Bitney Prep senior teaches, benefits from self defense education
Bitney Prep Senior Talbott so strongly believes that everyone should learn how to defend themselves that they’ve taken what they’ve learned over the years and is bringing it to their fellow students for free. As part of their senior project, Talbott has taught elementary school-age kids the sport of boxing. Now they are teaching a self-defense class for their fellow students at Bitney Prep.

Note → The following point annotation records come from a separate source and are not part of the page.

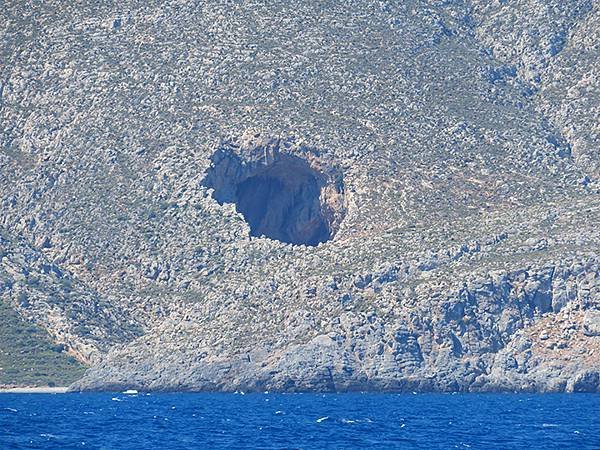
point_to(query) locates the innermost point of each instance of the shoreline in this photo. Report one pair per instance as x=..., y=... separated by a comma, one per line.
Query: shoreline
x=34, y=390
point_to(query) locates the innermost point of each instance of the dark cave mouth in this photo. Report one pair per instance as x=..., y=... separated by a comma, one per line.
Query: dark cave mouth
x=280, y=195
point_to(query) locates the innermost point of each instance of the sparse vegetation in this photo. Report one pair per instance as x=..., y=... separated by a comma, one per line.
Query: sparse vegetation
x=28, y=357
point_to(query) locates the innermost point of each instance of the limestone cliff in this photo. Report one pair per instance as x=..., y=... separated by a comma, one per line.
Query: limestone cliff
x=353, y=195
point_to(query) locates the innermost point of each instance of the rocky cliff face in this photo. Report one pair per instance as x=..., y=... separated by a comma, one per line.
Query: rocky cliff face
x=353, y=196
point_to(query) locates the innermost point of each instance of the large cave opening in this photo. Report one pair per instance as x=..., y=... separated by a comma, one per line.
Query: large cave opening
x=280, y=195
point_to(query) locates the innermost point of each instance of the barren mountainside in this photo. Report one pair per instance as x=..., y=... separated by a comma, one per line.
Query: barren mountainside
x=341, y=195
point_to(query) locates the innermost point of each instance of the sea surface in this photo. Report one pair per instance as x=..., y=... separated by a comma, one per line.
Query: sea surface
x=213, y=421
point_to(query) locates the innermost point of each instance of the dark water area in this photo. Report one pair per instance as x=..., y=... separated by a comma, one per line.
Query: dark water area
x=188, y=421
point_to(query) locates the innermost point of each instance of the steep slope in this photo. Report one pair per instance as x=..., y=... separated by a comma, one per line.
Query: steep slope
x=450, y=212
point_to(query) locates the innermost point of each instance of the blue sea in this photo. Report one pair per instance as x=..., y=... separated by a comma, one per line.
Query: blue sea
x=310, y=421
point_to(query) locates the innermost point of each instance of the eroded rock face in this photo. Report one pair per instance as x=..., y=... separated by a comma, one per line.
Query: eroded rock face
x=281, y=195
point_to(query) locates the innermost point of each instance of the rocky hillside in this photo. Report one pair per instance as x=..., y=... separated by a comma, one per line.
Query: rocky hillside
x=355, y=195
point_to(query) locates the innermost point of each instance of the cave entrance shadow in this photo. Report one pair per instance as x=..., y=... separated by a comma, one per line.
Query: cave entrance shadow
x=281, y=199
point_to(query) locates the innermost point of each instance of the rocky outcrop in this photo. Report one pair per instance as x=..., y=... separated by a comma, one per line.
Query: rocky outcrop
x=357, y=195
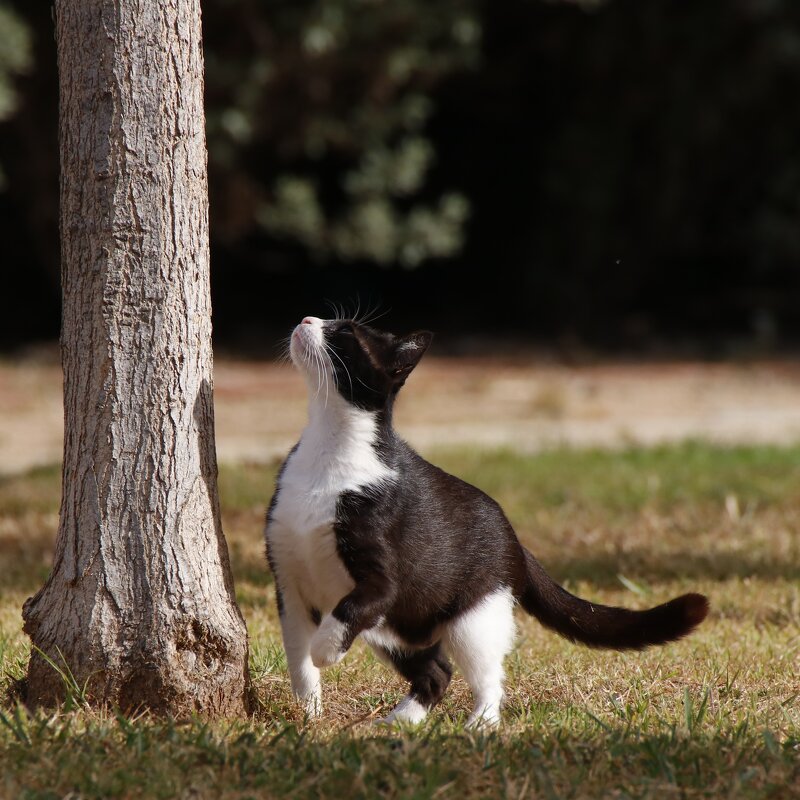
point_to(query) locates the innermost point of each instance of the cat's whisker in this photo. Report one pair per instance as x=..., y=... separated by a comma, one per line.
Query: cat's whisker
x=331, y=352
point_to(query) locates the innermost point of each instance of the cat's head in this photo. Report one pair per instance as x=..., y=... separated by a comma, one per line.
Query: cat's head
x=364, y=365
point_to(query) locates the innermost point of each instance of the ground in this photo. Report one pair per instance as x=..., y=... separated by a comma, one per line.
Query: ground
x=642, y=518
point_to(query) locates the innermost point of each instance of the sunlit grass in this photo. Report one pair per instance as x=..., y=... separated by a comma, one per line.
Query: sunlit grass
x=713, y=716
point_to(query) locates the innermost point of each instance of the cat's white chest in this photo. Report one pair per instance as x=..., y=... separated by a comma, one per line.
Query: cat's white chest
x=336, y=454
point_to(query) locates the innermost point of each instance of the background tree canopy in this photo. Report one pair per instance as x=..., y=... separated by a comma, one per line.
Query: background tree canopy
x=623, y=172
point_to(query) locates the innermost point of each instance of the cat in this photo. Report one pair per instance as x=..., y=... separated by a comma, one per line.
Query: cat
x=366, y=538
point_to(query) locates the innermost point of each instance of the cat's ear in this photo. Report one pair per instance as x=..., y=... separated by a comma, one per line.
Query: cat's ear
x=407, y=353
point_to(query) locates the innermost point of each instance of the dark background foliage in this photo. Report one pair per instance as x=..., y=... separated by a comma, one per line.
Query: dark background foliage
x=623, y=174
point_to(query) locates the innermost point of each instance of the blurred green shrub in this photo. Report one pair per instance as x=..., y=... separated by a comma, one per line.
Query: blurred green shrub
x=317, y=120
x=15, y=58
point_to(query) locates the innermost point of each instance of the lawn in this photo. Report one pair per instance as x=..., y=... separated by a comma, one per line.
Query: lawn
x=716, y=715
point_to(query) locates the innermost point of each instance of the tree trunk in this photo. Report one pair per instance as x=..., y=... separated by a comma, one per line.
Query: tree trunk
x=140, y=603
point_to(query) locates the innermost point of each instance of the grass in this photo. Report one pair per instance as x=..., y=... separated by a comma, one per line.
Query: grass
x=716, y=715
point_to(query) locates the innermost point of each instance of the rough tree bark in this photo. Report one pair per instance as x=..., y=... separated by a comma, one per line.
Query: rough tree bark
x=140, y=601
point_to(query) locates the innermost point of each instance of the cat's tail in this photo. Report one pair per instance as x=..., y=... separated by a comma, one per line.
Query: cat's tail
x=606, y=626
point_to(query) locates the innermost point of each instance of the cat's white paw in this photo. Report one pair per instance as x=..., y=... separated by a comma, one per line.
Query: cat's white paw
x=327, y=644
x=408, y=711
x=311, y=705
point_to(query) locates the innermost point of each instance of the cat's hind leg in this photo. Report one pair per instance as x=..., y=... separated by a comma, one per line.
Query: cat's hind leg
x=428, y=671
x=478, y=641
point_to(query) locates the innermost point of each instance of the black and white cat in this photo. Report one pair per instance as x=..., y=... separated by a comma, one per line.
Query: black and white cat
x=366, y=538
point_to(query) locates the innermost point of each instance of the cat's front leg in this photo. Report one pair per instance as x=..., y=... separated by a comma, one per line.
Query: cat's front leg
x=356, y=612
x=298, y=631
x=328, y=643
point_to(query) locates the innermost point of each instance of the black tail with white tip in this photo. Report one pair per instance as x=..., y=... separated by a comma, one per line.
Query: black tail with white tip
x=606, y=626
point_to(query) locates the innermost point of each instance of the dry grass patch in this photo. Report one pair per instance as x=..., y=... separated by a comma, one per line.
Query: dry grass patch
x=713, y=716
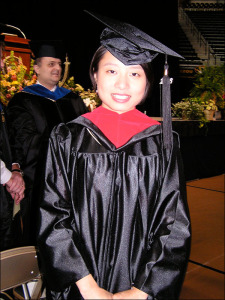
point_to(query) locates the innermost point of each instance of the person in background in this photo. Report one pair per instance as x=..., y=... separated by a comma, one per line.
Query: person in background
x=12, y=188
x=31, y=115
x=114, y=219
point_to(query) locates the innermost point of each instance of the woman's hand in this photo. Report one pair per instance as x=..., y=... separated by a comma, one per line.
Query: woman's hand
x=16, y=186
x=133, y=293
x=89, y=289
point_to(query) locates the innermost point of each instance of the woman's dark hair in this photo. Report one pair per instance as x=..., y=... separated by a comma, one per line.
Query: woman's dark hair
x=94, y=68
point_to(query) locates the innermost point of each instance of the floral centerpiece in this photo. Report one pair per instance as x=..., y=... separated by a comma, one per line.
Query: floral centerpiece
x=209, y=86
x=14, y=77
x=189, y=109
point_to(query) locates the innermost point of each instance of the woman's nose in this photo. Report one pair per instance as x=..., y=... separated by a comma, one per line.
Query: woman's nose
x=122, y=82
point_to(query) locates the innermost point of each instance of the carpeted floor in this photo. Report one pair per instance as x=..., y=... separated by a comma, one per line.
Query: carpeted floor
x=206, y=204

Through their classes, Talbott hopes to impart “a greater sense of situational awareness for each person.” They also hope “that it will help students develop more self-confidence.” As more and more teens in the county are dealing with issues of depression and negative self-images, much of it caused by an over-reliance on social media for validation and interactions, Talbott sees their class as an opportunity for students to gain more control over their lives and maybe, just maybe, they’ll pull their faces from their phones every now and again.
Influenced by their older brother, who also did martial arts and self-defense in high school, Talbott really understood the power of knowing how to react in a dangerous situation when they were attacked in a public space not that long ago. “Out of muscle memory and instinct, I used one of the tactics that I am currently teaching my students to remain safe,” says Talbott. “I wasn’t harmed in the situation I was in, though if I hadn’t been taught the tactics that I know now, I could’ve gotten seriously hurt.”
It’s really about empowerment for Talbott. They want to see their peers not live in fear, but take control of their lives and gain confidence in their interactions with the world. Talbott has even opened up their self-defense class to the faculty at Bitney Prep. English Teacher Daniel Elkin, who’s attended a couple of Talbott’s classes, is impressed with Talbott’s poise and passion for what they are teaching. “It’s amazing to see Talbott take control of the class,” says Elkin. “Talbott’s got their respect and is teaching them practical skills. I’ve noticed a few of the students who were a bit reserved at first are now jumping in and disarming ‘knife-wielding assailants’ with gusto.”
In the end, for Talbott, self-defense is more than just defending yourself, it’s helping you be your best self. It’s their greatest hope that they can help other teens take on the future instead of hiding from the present; instead of getting “likes” and “shares” on their social media posts, maybe they’ll have authentic experiences that they’d like to share with each other.